The Belarus Department of Nuclear and Radiation Safety (Gosatomnadzor) has published a national report on the results of stress tests for the nuclear power plant under construction at Ostrovets, local media reported.
It concluded that the plant, which uses a Generation 3+ Russian design, fully meets the highest international safety standards adopted after the 2011 Fukushima accident. The national report has now been submitted to the European Nuclear Safety Oversight Group and the European Commission for an international peer review.
Gosatomnadzor head Olga Lugovskaya said Belarus realises the importance of ensuring a sufficient level of security for the plant. "We note that this level of safety is defined in the national stress test prepared by us. We are a newcomer to the implementation of a nuclear power programme. For us the stress test procedure is not only a reliable tool for verifying and confirming the safety of NPPs, but also enables growth in terms of developing technical competencies for the technical support organisations that participated in the preparation of the national report," she said.
The Belarusian experts assessed the earthquake risk and, according to the results of a complex probabilistic analysis, the maximum earthquake intensity in the area of the station site is 6 on the MSK scale. However, the reactor facilities are designed to withstand an earthquake with a magnitude of 8 on the MSK scale. As to flooding, although floods in the vicinity of the reactor site are not possible (for this, water would have to rise 51.5 metres above the historic maximum), the station would nevertheless withstand such a level of flooding. The plant would also be able to endure the most extreme weather conditions (which occur every 10,000 years), such as a rise in air temperature of up to 50C, or a tornado with a speed of up to 62 miles/sec, or even a combination of these two events.
Belarus volunteered to conduct a comprehensive assessment of nuclear safety based on the EU criteria when in 2011 it joined the Joint Declaration on Risk Assessment and Nuclear Safety.
The Belarusian NPP carried out a self-assessment of safety and in March 2017 submitted a report to the Gosatomnadzor.
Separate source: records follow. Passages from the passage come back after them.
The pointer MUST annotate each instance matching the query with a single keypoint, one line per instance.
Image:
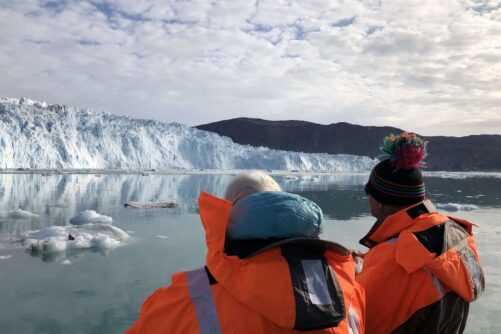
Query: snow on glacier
(37, 135)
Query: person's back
(422, 269)
(273, 283)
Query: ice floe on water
(17, 214)
(150, 205)
(54, 239)
(90, 217)
(456, 207)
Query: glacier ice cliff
(37, 135)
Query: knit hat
(397, 179)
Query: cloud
(425, 66)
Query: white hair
(246, 184)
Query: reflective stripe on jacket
(296, 284)
(421, 272)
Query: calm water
(101, 292)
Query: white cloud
(426, 66)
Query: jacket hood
(262, 281)
(454, 265)
(274, 214)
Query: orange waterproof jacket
(299, 284)
(421, 272)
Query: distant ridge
(470, 153)
(36, 135)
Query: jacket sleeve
(167, 310)
(448, 315)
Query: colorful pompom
(406, 151)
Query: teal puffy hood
(270, 214)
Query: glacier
(36, 135)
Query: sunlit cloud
(427, 66)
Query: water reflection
(56, 198)
(102, 294)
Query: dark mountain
(470, 153)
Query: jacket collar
(390, 226)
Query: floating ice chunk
(150, 205)
(55, 239)
(17, 214)
(90, 217)
(457, 207)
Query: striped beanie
(397, 179)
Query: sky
(427, 66)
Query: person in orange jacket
(422, 269)
(266, 271)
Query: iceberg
(90, 217)
(55, 239)
(59, 137)
(452, 207)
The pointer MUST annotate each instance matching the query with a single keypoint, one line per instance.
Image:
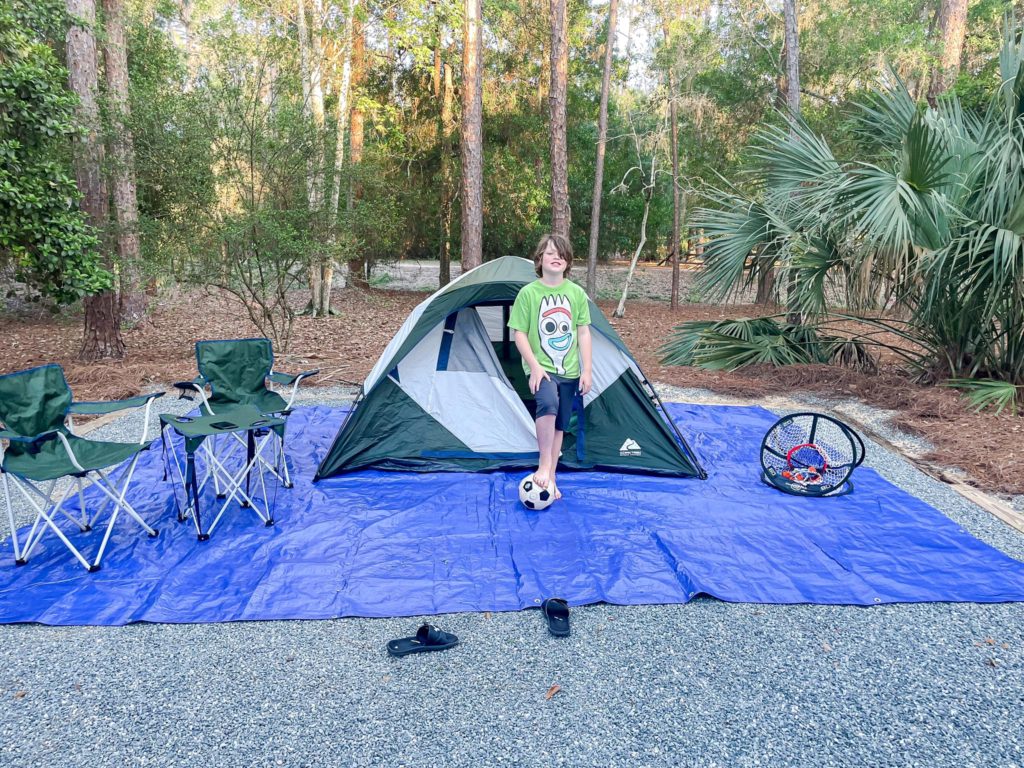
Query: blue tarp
(386, 544)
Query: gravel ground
(704, 684)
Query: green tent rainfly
(449, 394)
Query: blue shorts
(555, 397)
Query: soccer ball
(532, 496)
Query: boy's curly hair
(561, 245)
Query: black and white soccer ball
(532, 496)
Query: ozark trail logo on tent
(630, 448)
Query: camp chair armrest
(287, 379)
(195, 385)
(292, 379)
(99, 408)
(49, 434)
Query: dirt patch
(988, 449)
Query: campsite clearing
(987, 449)
(706, 683)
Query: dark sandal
(556, 613)
(427, 638)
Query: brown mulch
(989, 449)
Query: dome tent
(449, 394)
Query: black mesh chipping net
(810, 455)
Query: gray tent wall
(439, 399)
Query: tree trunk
(602, 135)
(766, 286)
(192, 55)
(793, 103)
(952, 25)
(559, 154)
(101, 337)
(792, 58)
(444, 256)
(674, 142)
(304, 65)
(357, 273)
(341, 121)
(621, 309)
(310, 58)
(132, 297)
(472, 139)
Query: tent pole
(506, 348)
(660, 406)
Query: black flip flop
(556, 613)
(427, 638)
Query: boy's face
(551, 261)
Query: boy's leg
(556, 452)
(545, 440)
(547, 408)
(566, 395)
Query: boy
(551, 320)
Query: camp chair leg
(10, 517)
(86, 523)
(284, 462)
(211, 445)
(120, 502)
(232, 485)
(35, 532)
(273, 468)
(35, 537)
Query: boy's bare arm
(586, 347)
(537, 374)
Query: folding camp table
(229, 483)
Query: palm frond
(740, 233)
(884, 117)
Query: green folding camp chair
(237, 372)
(36, 410)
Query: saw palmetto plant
(926, 224)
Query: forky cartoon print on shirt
(555, 325)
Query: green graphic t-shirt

The Department then organised a safety review of the report, which was carried out by the Joint Institute for Energy and Nuclear Research "Sosny", and was the basis for preparation of the national report.
Lugovskaya said a team of European experts has already been formed to consider the national report over several months. "By prior arrangement, in March (2018) we expect the arrival of European experts for discussions, exchange of opinions and, possibly, the formulation of proposals for our national report," she added.